"I have a friend whose dad came to see our show, and later, he called and asked why it was necessary for us to play so loud. I guess we gave him tinnitus in one ear," confesses Terrica Kleinknecht about her band. She's the drummer for Pom Pom Meltdown, a local trio with a reputation for being rather loud, at least with the "dads-of-friends" set. But do the friends feel the need to shield their eardrums, as well? "I have contemplated bringing lots of industrial strength earplugs to our shows," Terrica confirms.
Formed last year when bassist Haley Weiner and guitarist Winner recruited Terrica for their band, I can attest that Pom Pom Meltdown is a loud band. But wait! That's not their only redeeming quality. Pom Pom Meltdown plays a unique measuring of fantastically complex drums and punk guitars, moody, emotive vocals, conscious lyrics, and a healthy dose of short metal solos (short, except for their frigging awesome twelve-minute epic metal song, that is). Their influences come from all around, with songs ranging from screamo and punk to metal and even hold your breath a little prog. But then, it's hard to not seem kind of metal when someone's playing a five-string bass, and the guitarist is going off on crazy solos on her Ibanez and switching pedals like a maniac, while the kickass drummer's face turns red as she pelts out beats that rock with seasoned complexity.

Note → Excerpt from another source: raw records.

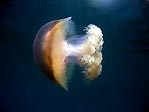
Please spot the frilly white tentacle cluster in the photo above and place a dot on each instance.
(92, 61)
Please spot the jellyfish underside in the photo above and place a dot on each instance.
(56, 45)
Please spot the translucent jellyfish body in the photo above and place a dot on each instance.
(56, 45)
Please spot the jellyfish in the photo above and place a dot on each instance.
(56, 45)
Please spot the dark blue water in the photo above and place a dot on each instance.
(124, 83)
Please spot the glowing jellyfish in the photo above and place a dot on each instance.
(56, 45)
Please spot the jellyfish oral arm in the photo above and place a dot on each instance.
(56, 45)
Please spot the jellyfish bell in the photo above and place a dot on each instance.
(56, 45)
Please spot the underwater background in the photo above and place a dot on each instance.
(123, 85)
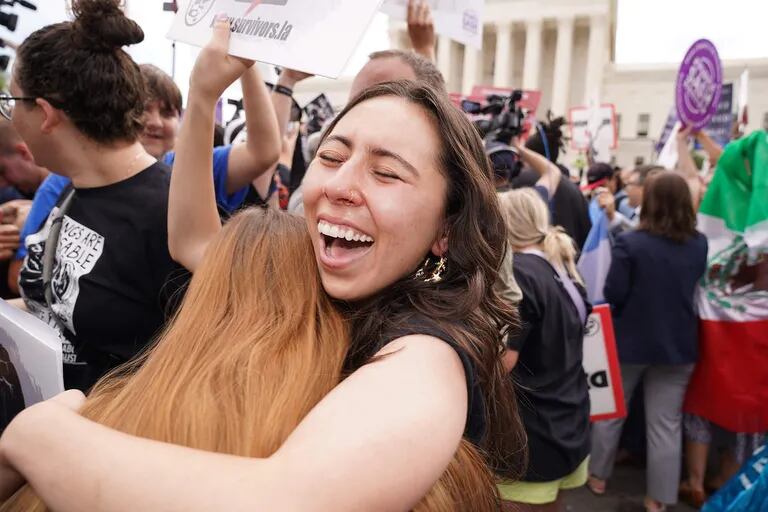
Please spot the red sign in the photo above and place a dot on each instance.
(601, 364)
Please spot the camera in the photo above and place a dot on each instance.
(500, 118)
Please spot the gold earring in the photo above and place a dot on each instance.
(437, 273)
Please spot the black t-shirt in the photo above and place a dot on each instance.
(113, 278)
(553, 395)
(569, 207)
(418, 324)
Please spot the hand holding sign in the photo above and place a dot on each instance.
(215, 69)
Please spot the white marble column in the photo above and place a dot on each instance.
(562, 76)
(444, 57)
(472, 66)
(597, 54)
(532, 62)
(502, 72)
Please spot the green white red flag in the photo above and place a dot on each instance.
(730, 384)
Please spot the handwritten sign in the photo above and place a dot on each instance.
(30, 362)
(316, 36)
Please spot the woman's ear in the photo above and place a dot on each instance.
(440, 247)
(51, 116)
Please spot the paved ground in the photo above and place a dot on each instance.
(625, 494)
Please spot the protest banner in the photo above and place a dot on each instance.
(31, 362)
(594, 129)
(461, 20)
(601, 364)
(699, 85)
(317, 36)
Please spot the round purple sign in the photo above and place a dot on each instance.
(699, 84)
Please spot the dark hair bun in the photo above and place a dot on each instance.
(101, 25)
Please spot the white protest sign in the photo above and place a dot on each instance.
(31, 367)
(594, 128)
(461, 20)
(315, 36)
(601, 364)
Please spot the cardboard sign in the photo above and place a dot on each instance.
(31, 362)
(699, 84)
(315, 36)
(461, 20)
(601, 364)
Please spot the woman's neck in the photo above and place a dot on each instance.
(96, 165)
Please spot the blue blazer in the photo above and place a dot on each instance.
(650, 287)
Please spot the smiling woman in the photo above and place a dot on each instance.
(423, 393)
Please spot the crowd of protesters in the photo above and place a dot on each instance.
(409, 335)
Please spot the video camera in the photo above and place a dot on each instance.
(502, 119)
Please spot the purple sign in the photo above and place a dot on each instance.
(699, 84)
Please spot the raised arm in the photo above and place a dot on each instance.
(377, 442)
(421, 29)
(193, 220)
(549, 172)
(282, 102)
(260, 151)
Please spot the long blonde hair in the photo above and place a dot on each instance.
(255, 312)
(527, 219)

Terrica, who doubles as a professional drum teacher, explains, "For me personally, I feel like most songs we write end up sounding weird after I add my part to them. I don't know what it is. I guess I've always had a hard time just playing a straight drumbeat. I think in some ways my influence keeps things from being straight-up rock." True; there's nothing straightforward about a Pom Pom Meltdown song and, with many changes and progressions, the music's all over the map. It's not perfect, to be sure--PPM seem like they're still refining their song structure--but for such a new band, and each of them being such awesome musicians, it's really exhilarating to see the amount of energy and impressive creative ideas they put out.
The way Haley describes their songwriting is simple: "I always sort of think about trying to balance pop with dissonance; Terrica and I are big Metallica fans." To confirm that each member brings a unique influence to Pom Pom Meltdown, Winner dryly counters, "I think I'm just sucking us down into the emo realm."
To clarify, though, PPM's lyrics aren't self-absorbed or whining; they're actually very conscious about extending meaning. Haley says, "I've been trying to enunciate our lyrics more; I want people to hear what we're saying. We talk about being queer, about being anti-racist, about how knowledge is transferred, and how it's always subjective--that there's not anything objective about the stuff that we're fed, about just being critical and conscious of why we know what we know " Winner finishes, " and being a myth reader instead of a myth consumer."
Also, the PPM ladies align this objective with the actual act of playing music. "Language is really tainted with bias, so a good way to get things across are tone and music. Even if people can't understand lyrics, they can understand sound," says Haley. "A lot of times in life, there's no outlet for feelings and emotions, and you can't always say the things that are running through your head. With music, you can--and it's constructive instead of destructive."